By: Denise Allabaugh |
President Barack Obama’s plan to reduce carbon emissions from power plants could increase electricity prices for consumers, according to a top official with a global business advisory firm.
Michael Catanzaro, managing director of energy and natural resources practice with FTI Consulting, was one of seven who spoke at a public hearing Thursday at Wilkes University about the Clean Power Plan proposal that the U.S. Environmental Protection Agency released under the president’s direction.
State Sen. John Yudichak, Sen. Gene Yaw and members of the Senate Environmental Resources and Energy Committee hosted the hearing to listen to testimony about the reductions in carbon emissions scheduled to begin in 2020.
The new rule is the subject of much debate.
Catanzaro said under the plan, plants would be faced with increased costs and decreased revenues which could result in higher electricity costs for consumers with no material reductions in carbon emissions.
The plan would threaten the financial viability of coal-dominated power plants, such as one in Homer City which offers good-paying jobs, he said.

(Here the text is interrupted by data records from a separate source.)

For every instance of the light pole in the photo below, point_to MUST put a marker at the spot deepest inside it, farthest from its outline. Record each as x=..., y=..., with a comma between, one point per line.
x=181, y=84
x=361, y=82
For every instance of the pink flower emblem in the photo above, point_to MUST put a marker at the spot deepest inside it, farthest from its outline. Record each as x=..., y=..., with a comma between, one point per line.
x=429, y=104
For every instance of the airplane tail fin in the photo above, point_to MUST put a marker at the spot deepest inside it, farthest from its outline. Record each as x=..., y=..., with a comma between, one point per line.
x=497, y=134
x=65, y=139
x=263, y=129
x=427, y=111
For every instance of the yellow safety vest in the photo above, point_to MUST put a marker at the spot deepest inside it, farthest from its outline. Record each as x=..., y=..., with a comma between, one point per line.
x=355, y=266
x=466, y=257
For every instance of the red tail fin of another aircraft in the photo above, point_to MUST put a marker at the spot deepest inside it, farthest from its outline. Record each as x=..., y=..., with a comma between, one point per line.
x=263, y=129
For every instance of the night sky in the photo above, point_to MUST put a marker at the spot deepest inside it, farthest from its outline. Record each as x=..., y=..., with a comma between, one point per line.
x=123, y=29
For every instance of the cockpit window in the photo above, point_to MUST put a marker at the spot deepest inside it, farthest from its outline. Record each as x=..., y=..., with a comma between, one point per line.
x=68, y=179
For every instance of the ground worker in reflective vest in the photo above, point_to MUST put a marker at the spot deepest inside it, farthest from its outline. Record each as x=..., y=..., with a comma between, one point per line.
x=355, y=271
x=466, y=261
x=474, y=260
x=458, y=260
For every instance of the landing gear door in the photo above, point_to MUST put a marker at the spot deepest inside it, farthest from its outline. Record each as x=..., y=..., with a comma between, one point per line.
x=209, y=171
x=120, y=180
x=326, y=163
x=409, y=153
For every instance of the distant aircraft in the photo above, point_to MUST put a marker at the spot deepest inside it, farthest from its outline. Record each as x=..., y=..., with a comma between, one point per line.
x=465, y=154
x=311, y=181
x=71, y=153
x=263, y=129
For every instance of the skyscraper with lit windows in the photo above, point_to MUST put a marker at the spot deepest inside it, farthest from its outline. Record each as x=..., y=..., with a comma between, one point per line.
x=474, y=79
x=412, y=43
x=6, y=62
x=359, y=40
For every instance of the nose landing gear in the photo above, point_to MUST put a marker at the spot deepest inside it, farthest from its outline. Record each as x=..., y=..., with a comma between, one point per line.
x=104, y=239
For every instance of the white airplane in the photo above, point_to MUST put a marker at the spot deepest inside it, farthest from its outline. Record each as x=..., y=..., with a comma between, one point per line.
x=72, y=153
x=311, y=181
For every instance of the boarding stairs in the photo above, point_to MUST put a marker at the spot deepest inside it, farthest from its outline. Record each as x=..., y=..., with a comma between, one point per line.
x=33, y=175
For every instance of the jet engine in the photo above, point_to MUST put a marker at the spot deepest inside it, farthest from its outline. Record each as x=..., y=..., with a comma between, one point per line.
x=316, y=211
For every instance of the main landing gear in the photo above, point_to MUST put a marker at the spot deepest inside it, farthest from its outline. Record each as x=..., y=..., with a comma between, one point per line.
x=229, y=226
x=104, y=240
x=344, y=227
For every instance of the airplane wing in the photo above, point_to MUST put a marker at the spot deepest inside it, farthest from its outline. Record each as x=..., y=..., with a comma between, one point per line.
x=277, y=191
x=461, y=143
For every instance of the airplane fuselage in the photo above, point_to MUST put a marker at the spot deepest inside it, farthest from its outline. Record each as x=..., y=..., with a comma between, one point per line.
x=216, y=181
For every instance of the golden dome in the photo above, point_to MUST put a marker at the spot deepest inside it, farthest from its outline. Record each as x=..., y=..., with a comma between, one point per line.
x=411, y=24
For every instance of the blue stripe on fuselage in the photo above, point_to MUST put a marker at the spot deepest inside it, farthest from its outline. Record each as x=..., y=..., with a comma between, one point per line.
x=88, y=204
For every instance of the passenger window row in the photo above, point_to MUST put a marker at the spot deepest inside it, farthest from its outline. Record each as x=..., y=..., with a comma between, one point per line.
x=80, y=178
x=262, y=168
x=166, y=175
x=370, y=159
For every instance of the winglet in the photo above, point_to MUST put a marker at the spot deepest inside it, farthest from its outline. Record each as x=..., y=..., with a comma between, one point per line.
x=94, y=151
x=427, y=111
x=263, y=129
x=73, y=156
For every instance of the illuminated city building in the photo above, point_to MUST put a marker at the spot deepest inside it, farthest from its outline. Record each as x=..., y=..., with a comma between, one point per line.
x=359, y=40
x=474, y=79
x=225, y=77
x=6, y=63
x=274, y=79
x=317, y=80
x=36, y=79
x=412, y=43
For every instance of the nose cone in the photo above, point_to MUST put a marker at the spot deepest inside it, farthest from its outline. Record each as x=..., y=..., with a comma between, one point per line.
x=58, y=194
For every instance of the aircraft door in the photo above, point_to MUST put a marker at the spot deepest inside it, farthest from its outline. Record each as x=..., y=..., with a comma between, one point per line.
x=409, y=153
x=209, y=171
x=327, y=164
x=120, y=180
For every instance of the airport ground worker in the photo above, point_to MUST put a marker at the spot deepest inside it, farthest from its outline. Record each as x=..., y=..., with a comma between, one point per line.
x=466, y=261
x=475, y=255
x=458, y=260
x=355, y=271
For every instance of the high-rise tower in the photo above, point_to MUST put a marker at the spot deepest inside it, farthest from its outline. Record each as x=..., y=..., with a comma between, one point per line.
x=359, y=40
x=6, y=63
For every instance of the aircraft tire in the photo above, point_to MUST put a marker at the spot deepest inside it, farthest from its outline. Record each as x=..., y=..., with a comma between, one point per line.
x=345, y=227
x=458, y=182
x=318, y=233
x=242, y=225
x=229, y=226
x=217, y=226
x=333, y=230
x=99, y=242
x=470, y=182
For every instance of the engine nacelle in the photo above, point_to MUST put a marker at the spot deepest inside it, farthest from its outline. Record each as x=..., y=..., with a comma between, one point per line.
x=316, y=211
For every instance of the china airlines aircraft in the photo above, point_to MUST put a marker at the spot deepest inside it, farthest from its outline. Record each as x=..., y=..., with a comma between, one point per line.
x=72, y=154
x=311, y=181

Coal-fired power plants across the country would face the dire prospect of bankruptcy and retirement, threatening to disrupt communities that rely on those plants, he said.

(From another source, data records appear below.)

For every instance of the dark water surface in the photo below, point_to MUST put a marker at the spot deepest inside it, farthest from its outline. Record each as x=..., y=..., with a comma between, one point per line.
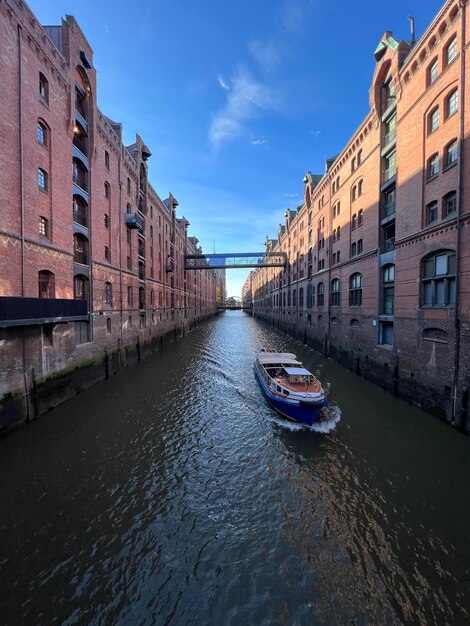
x=172, y=494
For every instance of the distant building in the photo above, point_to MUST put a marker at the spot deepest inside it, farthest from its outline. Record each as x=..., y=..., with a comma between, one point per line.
x=379, y=251
x=91, y=258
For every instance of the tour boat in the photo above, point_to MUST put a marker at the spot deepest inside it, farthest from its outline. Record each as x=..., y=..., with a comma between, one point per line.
x=291, y=390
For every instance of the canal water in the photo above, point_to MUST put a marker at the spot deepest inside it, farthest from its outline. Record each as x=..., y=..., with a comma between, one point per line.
x=172, y=494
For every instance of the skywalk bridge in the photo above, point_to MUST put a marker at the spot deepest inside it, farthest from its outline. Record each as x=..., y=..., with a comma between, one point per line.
x=234, y=260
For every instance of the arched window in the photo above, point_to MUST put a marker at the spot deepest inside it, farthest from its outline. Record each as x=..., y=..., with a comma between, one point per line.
x=80, y=211
x=335, y=292
x=355, y=290
x=452, y=103
x=433, y=166
x=42, y=133
x=43, y=182
x=438, y=279
x=433, y=71
x=43, y=87
x=108, y=293
x=80, y=287
x=43, y=226
x=79, y=174
x=388, y=289
x=80, y=139
x=80, y=249
x=433, y=120
x=451, y=153
x=451, y=50
x=46, y=284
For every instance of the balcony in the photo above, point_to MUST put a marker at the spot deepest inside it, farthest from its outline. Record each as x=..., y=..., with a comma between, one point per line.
x=134, y=220
x=15, y=311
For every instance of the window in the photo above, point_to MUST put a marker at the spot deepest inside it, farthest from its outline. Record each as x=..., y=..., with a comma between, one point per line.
x=431, y=212
x=438, y=279
x=452, y=103
x=433, y=166
x=388, y=289
x=335, y=293
x=42, y=179
x=43, y=226
x=433, y=72
x=43, y=88
x=80, y=287
x=309, y=296
x=450, y=203
x=108, y=294
x=42, y=134
x=451, y=153
x=451, y=51
x=433, y=120
x=46, y=284
x=355, y=290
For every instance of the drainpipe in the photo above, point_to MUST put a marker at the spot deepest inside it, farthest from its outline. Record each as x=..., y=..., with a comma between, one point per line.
x=463, y=5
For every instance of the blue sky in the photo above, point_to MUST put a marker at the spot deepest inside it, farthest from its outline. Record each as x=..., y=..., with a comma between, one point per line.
x=236, y=100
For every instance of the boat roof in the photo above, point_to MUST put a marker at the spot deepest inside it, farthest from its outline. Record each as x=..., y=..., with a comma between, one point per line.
x=297, y=371
x=277, y=358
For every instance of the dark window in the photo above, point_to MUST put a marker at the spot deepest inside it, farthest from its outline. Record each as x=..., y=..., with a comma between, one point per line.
x=431, y=212
x=433, y=166
x=46, y=284
x=42, y=134
x=388, y=289
x=80, y=287
x=335, y=292
x=355, y=290
x=450, y=203
x=451, y=51
x=42, y=179
x=43, y=226
x=451, y=153
x=438, y=279
x=108, y=294
x=43, y=87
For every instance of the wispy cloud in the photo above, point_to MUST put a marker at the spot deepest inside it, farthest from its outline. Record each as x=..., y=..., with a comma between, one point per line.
x=222, y=83
x=245, y=98
x=266, y=53
x=261, y=141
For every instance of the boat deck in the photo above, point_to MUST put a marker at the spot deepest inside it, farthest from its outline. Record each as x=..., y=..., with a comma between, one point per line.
x=312, y=387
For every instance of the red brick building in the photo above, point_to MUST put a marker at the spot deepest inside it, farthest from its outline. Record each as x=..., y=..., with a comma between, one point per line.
x=91, y=258
x=379, y=252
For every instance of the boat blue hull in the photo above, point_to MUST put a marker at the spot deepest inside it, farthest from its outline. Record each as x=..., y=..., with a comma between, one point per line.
x=291, y=409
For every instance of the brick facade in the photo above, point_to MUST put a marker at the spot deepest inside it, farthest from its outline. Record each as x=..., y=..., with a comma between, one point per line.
x=80, y=219
x=379, y=252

Jack Smeltz, president of the Electric Power Generation Association, a Pennsylvania-based trade association which represents electric generating companies, said the emission goals appear to be very aggressive and may not be achievable.

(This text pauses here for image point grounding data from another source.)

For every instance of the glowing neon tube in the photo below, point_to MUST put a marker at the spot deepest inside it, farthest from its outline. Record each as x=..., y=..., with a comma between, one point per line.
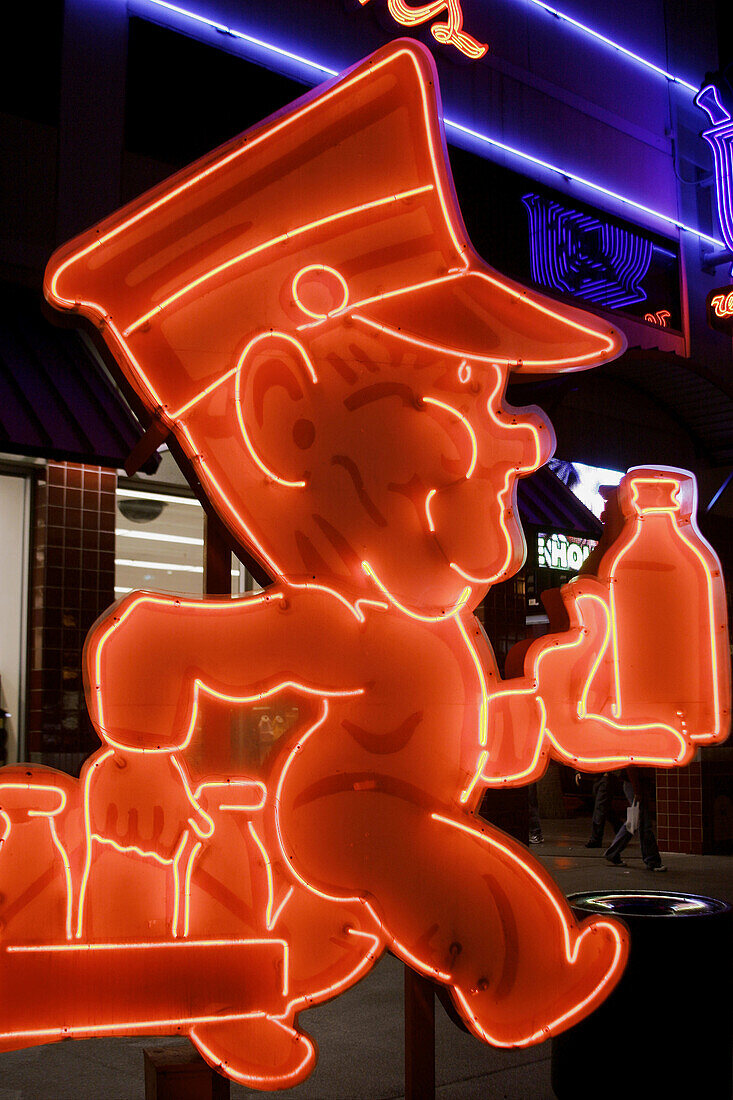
x=277, y=54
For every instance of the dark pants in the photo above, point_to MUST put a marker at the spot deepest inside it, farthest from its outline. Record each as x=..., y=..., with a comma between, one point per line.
x=603, y=807
x=647, y=839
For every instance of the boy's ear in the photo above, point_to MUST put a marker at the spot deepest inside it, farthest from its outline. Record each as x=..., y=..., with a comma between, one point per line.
x=275, y=406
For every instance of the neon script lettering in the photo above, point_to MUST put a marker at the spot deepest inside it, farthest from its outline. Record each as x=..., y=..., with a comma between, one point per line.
x=722, y=305
x=660, y=318
x=448, y=33
x=332, y=359
x=720, y=139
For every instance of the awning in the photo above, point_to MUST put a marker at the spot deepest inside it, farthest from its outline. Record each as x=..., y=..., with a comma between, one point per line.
x=56, y=399
x=545, y=502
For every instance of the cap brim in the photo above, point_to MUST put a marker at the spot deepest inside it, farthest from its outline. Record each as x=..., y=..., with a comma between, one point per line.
x=484, y=318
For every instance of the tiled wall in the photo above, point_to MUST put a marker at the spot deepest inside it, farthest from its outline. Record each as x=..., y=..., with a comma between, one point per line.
x=73, y=581
x=679, y=809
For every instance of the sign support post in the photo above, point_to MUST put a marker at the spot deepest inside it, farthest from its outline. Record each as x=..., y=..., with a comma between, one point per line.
x=419, y=1036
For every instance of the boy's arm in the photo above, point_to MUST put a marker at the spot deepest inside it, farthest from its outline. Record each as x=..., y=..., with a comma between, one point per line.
x=152, y=656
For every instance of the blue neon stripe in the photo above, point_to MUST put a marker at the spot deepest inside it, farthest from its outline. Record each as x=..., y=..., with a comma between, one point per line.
x=321, y=70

“We are concerned about what could happen to the bulk power system as a whole when you force so many changes so quickly,” Smeltz said. “You can’t make something more efficient that can’t be made more efficient or can’t afford to make itself more efficient.”
Smeltz was joined by Dennis Murphy, vice president and chief operating officer of PPL Generation’s Eastern Fossil and Hydro Division, who said regulation increases the cost of electricity and mitigates the effects of higher electricity prices.
“Our primary concern with the proposed regulation is the very aggressive reduction required of Pennsylvania,” Murphy said.
Murphy oversees the operations of PPL’s fossil and hydro generation fleet in Pennsylvania and also spoke on behalf of PPL Energy Supply, whose assets include the PPL nuclear power plant in Salem Township.
PPL has little capability to economically improve the efficiency of its fossil plants, he said.
“Over the past decade or so, PPL has already implemented realistically achievable efficiency improvements at its coal-fired power plants,” Murphy said. “We made those investment decisions at a time when both energy and capacity prices were much higher than today.”
Christina Simeone, director of the PennFuture Energy Center, said the EPA is required by law to reduce the carbon pollution causing climate change and harming public health, and power plants are the number one source of the emissions.
She and Jackson Morris, director of Eastern Energy at the Natural Resources Defense Council, both spoke in favor of the proposed Clean Power Plan. Morris presented statistics showing the proposed guidelines can create more than 51,000 new jobs in Pennsylvania, contribute $456 million in energy savings to Pennsylvania families and businesses and significantly cut pollution in ways to help prevent thousands of asthma attacks, heart attacks, lung cancer diagnoses and other illnesses.
According to the EPA, the new rule will result in $93 billion in public health and climate benefits, 150,000 fewer asthma attacks each year and 6,600 fewer premature deaths each year.
Smeltz, however, presented statistics from the U.S. Chamber of Commerce showing the new rule could cost as many as 442,000 jobs in 2022 and put an average of 224,000 Americans out of work annually, increase electricity costs by more than $289 billion and lower disposable household income by $586 billion.